A fusão nuclear é uma reação nuclear na qual dois núcleos de átomos de luz, em geral hidrogênio e seus isótopos (deutério e trítio), se unem para formar outro núcleo mais pesado. Geralmente essa união é acompanhada pela emissão de partículas (no caso dos núcleos atômicos do deutério, um nêutron é emitido). Essa reação de fusão nuclear libera ou absorve uma grande quantidade de energia na forma de raios gama e também de energia cinética das partículas emitidas. Essa grande quantidade de energia permite que a matéria entre no estado plasmático.

As reações de fusão nuclear podem emitir ou absorver energia. Se os núcleos a serem fundidos possuem menos massa que o ferro, a energia é liberada. Pelo contrário, se os núcleos atômicos que se fundem são mais pesados ​​que o ferro, a reação nuclear absorve energia.

Não confunda a fusão nuclear com a fusão do núcleo do reator, que se refere à fusão do núcleo do reator de uma usina nuclear devido ao superaquecimento causado pelo mau resfriamento. Durante o acidente nuclear de Fukushima, essa expressão foi usada com frequência na mídia.

Fusão nuclear na natureza

O Sol é um exemplo de energia de fusão nuclear que chega a Tiera por radiação eletromagnéticaAs estrelas, incluindo o Sol, experimentam constantemente reações de fusão nuclear. A luz e o calor que percebemos do Sol são o resultado dessas reações de fusão nuclear: os núcleos de hidrogênio colidem uns com os outros e se fundem, resultando em um núcleo de hélio mais pesado, liberando uma enorme quantidade de energia. A energia liberada atinge a Terra na forma de radiação eletromagnética.
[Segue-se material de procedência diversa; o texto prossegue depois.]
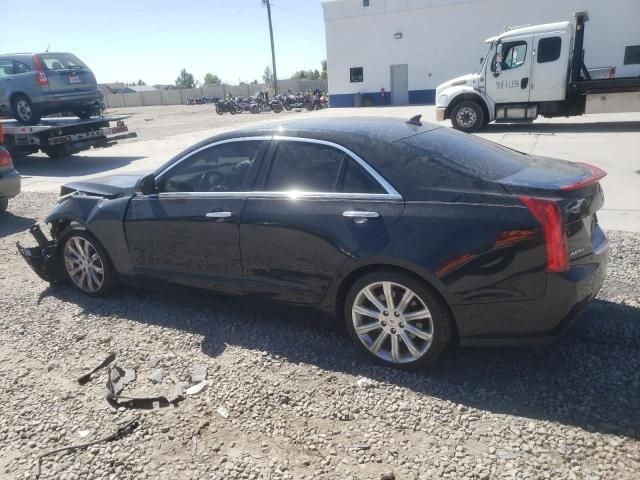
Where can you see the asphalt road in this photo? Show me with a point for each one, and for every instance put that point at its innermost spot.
(611, 142)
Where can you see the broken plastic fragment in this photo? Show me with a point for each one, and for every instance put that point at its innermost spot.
(197, 388)
(223, 411)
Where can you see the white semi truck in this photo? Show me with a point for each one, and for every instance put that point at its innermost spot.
(531, 71)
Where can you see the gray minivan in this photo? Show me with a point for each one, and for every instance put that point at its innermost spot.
(37, 84)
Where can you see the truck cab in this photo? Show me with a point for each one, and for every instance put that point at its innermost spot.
(530, 71)
(523, 65)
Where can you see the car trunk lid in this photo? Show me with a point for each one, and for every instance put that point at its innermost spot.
(67, 74)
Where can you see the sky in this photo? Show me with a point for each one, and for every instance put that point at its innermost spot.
(153, 40)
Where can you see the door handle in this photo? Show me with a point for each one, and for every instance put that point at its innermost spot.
(360, 216)
(218, 215)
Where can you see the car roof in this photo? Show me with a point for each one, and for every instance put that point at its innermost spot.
(386, 129)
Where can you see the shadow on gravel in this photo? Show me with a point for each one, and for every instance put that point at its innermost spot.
(11, 223)
(70, 166)
(590, 378)
(550, 128)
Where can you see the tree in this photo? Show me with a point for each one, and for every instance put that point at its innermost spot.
(211, 79)
(185, 80)
(267, 76)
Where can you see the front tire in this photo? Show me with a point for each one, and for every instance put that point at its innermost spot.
(23, 110)
(397, 320)
(467, 116)
(86, 264)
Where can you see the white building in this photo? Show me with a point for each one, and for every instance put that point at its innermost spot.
(408, 47)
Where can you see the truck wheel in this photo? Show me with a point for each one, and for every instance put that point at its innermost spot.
(56, 152)
(84, 114)
(467, 116)
(24, 111)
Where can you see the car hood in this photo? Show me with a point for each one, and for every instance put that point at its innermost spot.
(111, 186)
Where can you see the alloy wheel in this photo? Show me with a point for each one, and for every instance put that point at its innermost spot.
(392, 322)
(83, 264)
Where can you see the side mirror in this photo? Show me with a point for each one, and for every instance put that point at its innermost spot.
(499, 59)
(148, 185)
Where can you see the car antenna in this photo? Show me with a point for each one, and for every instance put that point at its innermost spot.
(415, 120)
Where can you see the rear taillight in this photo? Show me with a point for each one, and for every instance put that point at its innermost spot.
(595, 174)
(5, 158)
(41, 77)
(548, 215)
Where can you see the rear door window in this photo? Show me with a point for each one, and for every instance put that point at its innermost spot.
(6, 67)
(21, 67)
(549, 49)
(304, 167)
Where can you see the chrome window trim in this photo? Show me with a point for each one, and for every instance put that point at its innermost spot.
(289, 195)
(392, 193)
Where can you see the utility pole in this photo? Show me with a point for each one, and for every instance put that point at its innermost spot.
(273, 50)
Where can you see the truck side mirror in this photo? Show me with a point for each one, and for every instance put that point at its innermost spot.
(148, 185)
(498, 65)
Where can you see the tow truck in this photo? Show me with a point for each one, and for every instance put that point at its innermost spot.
(62, 136)
(531, 71)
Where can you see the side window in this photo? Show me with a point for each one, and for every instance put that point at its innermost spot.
(632, 55)
(549, 49)
(222, 168)
(356, 180)
(305, 167)
(6, 67)
(513, 55)
(21, 67)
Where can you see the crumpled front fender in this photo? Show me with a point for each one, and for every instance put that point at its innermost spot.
(78, 208)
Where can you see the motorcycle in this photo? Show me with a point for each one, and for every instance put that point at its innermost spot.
(223, 106)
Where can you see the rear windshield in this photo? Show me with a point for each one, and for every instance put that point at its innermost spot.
(60, 61)
(474, 155)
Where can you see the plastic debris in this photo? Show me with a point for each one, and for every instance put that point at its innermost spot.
(197, 388)
(223, 411)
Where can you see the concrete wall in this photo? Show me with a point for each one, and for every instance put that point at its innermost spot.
(179, 97)
(442, 39)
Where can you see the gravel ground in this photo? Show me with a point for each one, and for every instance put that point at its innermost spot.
(301, 402)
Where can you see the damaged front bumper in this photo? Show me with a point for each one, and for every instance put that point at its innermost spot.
(45, 259)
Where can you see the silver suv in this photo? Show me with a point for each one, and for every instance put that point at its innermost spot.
(33, 85)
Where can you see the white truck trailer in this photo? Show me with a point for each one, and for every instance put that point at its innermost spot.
(531, 71)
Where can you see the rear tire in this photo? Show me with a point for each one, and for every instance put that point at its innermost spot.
(84, 114)
(87, 264)
(56, 152)
(411, 332)
(23, 110)
(467, 116)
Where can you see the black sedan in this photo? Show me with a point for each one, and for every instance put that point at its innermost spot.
(9, 178)
(413, 234)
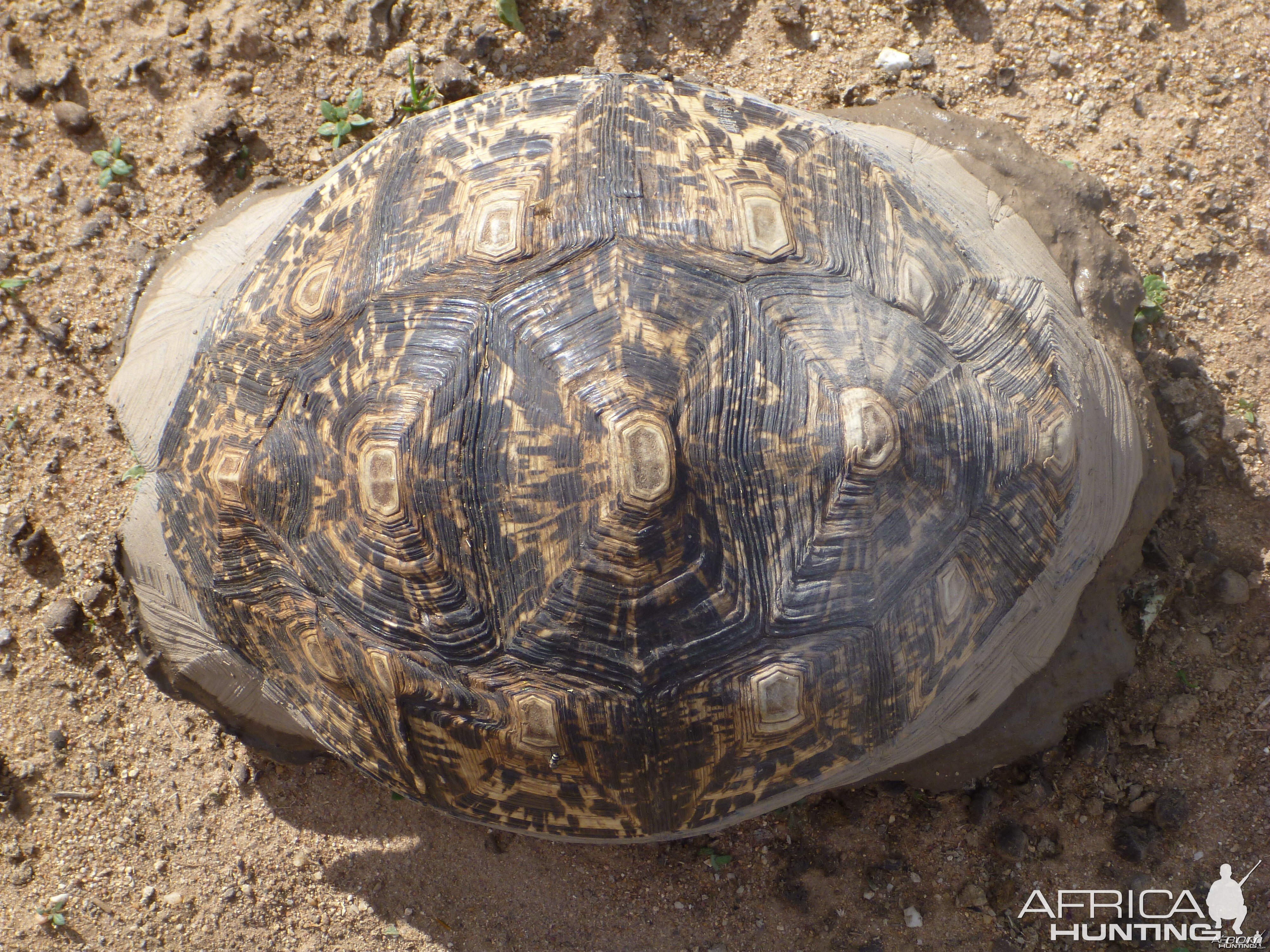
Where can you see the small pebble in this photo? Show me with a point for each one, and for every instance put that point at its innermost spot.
(73, 117)
(972, 897)
(1132, 843)
(64, 618)
(1231, 588)
(453, 81)
(1012, 842)
(893, 62)
(1183, 366)
(26, 86)
(1172, 810)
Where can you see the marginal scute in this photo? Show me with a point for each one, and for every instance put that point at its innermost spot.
(778, 697)
(871, 431)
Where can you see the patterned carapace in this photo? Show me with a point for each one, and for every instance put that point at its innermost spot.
(608, 458)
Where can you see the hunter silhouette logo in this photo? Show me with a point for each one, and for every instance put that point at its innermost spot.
(1226, 899)
(1151, 915)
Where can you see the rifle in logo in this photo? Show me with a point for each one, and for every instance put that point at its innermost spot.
(1226, 899)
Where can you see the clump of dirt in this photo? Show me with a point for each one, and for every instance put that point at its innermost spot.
(166, 831)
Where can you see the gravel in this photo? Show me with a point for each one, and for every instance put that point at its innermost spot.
(64, 619)
(1231, 588)
(73, 117)
(1012, 842)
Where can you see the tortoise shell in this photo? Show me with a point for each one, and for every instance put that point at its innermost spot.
(606, 458)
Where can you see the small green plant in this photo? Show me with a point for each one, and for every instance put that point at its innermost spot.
(510, 16)
(420, 101)
(111, 162)
(342, 120)
(246, 167)
(54, 916)
(717, 861)
(1153, 308)
(1248, 411)
(134, 473)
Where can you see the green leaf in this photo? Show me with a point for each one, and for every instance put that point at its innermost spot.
(510, 15)
(1154, 290)
(1151, 610)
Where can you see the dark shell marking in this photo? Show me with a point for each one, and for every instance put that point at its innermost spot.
(606, 458)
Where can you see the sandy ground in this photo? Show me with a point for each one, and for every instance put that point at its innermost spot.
(170, 835)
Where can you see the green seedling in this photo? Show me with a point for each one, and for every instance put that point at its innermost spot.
(1153, 309)
(420, 101)
(342, 120)
(111, 162)
(510, 16)
(54, 916)
(717, 861)
(246, 155)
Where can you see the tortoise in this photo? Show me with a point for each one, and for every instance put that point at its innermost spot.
(617, 459)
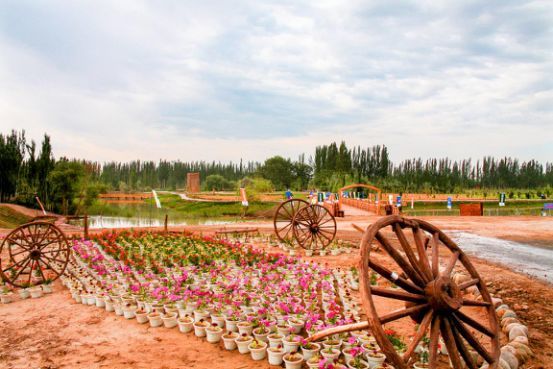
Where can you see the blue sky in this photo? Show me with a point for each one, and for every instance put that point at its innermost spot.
(220, 80)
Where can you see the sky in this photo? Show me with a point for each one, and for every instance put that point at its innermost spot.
(225, 80)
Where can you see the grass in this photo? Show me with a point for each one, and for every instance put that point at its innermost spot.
(10, 218)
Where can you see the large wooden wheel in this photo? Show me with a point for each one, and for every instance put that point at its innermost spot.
(314, 227)
(33, 253)
(426, 293)
(284, 217)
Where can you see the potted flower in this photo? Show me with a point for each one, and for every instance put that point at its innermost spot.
(375, 357)
(292, 360)
(7, 295)
(199, 328)
(291, 343)
(245, 327)
(261, 333)
(140, 314)
(258, 350)
(169, 319)
(330, 353)
(275, 355)
(154, 318)
(424, 357)
(243, 341)
(186, 324)
(356, 361)
(213, 333)
(229, 340)
(309, 349)
(275, 339)
(128, 311)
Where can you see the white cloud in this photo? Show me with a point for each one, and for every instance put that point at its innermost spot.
(220, 81)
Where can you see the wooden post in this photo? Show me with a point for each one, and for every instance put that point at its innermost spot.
(85, 226)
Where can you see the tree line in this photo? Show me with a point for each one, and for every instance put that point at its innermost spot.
(69, 185)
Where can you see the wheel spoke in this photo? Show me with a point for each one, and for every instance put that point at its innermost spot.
(467, 302)
(408, 251)
(469, 283)
(403, 264)
(434, 339)
(398, 314)
(450, 344)
(451, 263)
(474, 324)
(467, 335)
(395, 278)
(435, 255)
(467, 357)
(423, 258)
(398, 295)
(423, 327)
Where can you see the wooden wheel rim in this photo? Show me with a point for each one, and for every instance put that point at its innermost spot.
(439, 314)
(38, 246)
(284, 217)
(314, 227)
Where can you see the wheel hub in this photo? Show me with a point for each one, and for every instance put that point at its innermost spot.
(444, 295)
(35, 254)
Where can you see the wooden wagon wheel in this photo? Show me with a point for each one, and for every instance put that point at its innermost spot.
(284, 217)
(431, 296)
(39, 247)
(314, 227)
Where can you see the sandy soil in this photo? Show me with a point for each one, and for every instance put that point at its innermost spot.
(54, 332)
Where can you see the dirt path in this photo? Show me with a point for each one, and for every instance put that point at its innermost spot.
(54, 332)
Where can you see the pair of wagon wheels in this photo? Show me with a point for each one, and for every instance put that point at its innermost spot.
(422, 286)
(33, 254)
(312, 226)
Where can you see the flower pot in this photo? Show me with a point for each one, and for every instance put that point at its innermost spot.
(275, 355)
(24, 293)
(199, 328)
(229, 340)
(200, 314)
(169, 319)
(258, 350)
(262, 337)
(375, 359)
(296, 325)
(6, 298)
(313, 350)
(186, 324)
(275, 339)
(292, 361)
(419, 365)
(154, 319)
(230, 325)
(290, 345)
(141, 316)
(219, 320)
(36, 292)
(330, 353)
(128, 312)
(242, 343)
(213, 334)
(361, 365)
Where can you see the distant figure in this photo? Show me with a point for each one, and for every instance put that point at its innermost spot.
(288, 194)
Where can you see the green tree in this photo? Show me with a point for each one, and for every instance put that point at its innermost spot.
(279, 171)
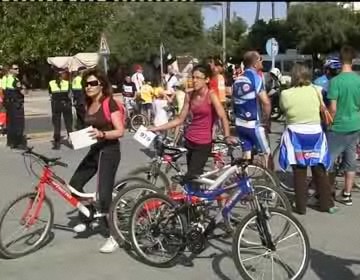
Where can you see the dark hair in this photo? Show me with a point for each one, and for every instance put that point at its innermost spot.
(300, 75)
(104, 81)
(347, 54)
(205, 69)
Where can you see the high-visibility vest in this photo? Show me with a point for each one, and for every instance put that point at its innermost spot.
(76, 83)
(55, 89)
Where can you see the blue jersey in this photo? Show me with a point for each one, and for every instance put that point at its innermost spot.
(245, 91)
(323, 82)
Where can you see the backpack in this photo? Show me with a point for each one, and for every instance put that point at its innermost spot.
(107, 113)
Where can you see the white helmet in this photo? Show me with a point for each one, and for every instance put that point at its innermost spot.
(276, 72)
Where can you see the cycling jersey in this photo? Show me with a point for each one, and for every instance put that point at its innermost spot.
(245, 91)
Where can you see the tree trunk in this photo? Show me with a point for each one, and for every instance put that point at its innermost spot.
(228, 11)
(258, 6)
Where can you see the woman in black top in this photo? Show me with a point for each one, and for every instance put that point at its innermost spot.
(104, 156)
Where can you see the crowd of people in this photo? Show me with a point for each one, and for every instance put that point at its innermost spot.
(307, 141)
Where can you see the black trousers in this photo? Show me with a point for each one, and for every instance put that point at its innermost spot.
(79, 103)
(61, 107)
(196, 158)
(15, 121)
(322, 187)
(103, 160)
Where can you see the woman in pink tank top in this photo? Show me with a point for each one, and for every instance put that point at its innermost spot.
(203, 107)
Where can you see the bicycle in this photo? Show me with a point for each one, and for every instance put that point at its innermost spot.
(195, 226)
(35, 202)
(134, 119)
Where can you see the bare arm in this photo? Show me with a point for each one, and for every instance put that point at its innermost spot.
(220, 112)
(332, 108)
(178, 120)
(266, 105)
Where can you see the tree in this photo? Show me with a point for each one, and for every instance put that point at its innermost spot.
(136, 35)
(34, 32)
(235, 37)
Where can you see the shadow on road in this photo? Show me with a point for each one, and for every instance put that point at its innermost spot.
(328, 267)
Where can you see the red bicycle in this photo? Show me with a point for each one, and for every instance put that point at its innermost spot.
(34, 208)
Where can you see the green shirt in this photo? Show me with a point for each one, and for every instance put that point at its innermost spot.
(345, 89)
(301, 105)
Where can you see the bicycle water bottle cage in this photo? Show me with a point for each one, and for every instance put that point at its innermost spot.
(244, 185)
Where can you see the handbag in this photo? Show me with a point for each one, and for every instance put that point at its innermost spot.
(325, 115)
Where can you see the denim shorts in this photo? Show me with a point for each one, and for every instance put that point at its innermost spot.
(343, 143)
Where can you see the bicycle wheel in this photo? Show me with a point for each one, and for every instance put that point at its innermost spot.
(138, 120)
(162, 236)
(153, 175)
(29, 215)
(121, 207)
(124, 182)
(271, 247)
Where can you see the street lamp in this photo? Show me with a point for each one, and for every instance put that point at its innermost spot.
(223, 20)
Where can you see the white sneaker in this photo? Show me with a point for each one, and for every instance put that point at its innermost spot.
(79, 228)
(110, 246)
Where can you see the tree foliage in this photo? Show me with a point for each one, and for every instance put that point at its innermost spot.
(235, 37)
(35, 31)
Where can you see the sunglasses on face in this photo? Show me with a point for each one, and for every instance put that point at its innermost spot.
(92, 83)
(198, 78)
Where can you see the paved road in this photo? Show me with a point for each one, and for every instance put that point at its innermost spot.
(334, 239)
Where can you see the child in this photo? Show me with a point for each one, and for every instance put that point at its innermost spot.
(146, 95)
(160, 104)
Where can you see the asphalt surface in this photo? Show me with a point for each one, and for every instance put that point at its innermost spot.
(334, 239)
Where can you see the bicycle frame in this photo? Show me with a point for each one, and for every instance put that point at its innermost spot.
(49, 178)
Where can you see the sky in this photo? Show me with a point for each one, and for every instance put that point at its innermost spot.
(246, 10)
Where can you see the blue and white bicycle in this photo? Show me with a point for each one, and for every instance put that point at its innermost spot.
(268, 243)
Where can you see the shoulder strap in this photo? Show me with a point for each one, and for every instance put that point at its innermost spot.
(106, 108)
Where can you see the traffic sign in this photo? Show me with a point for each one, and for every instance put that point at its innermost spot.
(104, 47)
(272, 47)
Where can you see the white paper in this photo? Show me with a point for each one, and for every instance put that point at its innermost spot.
(144, 136)
(81, 138)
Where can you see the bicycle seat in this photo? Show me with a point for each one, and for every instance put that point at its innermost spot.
(46, 160)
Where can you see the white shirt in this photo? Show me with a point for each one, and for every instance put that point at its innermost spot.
(161, 116)
(138, 79)
(171, 81)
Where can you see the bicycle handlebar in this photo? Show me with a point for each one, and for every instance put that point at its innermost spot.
(46, 160)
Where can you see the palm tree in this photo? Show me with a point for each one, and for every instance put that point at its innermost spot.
(258, 6)
(287, 8)
(228, 11)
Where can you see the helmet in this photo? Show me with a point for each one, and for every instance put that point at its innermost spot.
(332, 63)
(276, 72)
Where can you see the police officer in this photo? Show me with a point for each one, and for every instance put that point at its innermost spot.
(14, 102)
(79, 98)
(59, 90)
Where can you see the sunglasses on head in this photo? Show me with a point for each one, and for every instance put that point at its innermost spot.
(92, 83)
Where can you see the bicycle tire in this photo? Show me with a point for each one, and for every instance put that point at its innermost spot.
(37, 245)
(145, 121)
(238, 238)
(180, 217)
(119, 233)
(164, 180)
(124, 182)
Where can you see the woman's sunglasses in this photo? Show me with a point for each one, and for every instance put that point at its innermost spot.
(92, 83)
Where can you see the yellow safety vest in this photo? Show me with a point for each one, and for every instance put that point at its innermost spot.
(76, 83)
(54, 88)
As forças de gravidade no universo geram as condições perfeitas para a fusão nuclear.

As reações de fusão nuclear também são chamadas de reações termonucleares devido às altas temperaturas que elas experimentam. Dentro do Sol, a temperatura está perto de 15 milhões de graus Celsius.

Requisitos técnicos para fusão nuclear

Para realizar reações de fusão nuclear, os seguintes requisitos devem ser atendidos:

  • Obter uma temperatura muito alta para separar os elétrons do núcleo e que este se aproxima de outro superando as forças de repulsão eletrostática. A massa gasosa composta de elétrons livres e átomos altamente ionizados é denominada plasma.
  • É necessário confinamento para manter o plasma em temperatura elevada por um período mínimo de tempo.
  • Densidade plasmática suficiente para que os núcleos estejam próximos um do outro e possam gerar reações de fusão nuclear.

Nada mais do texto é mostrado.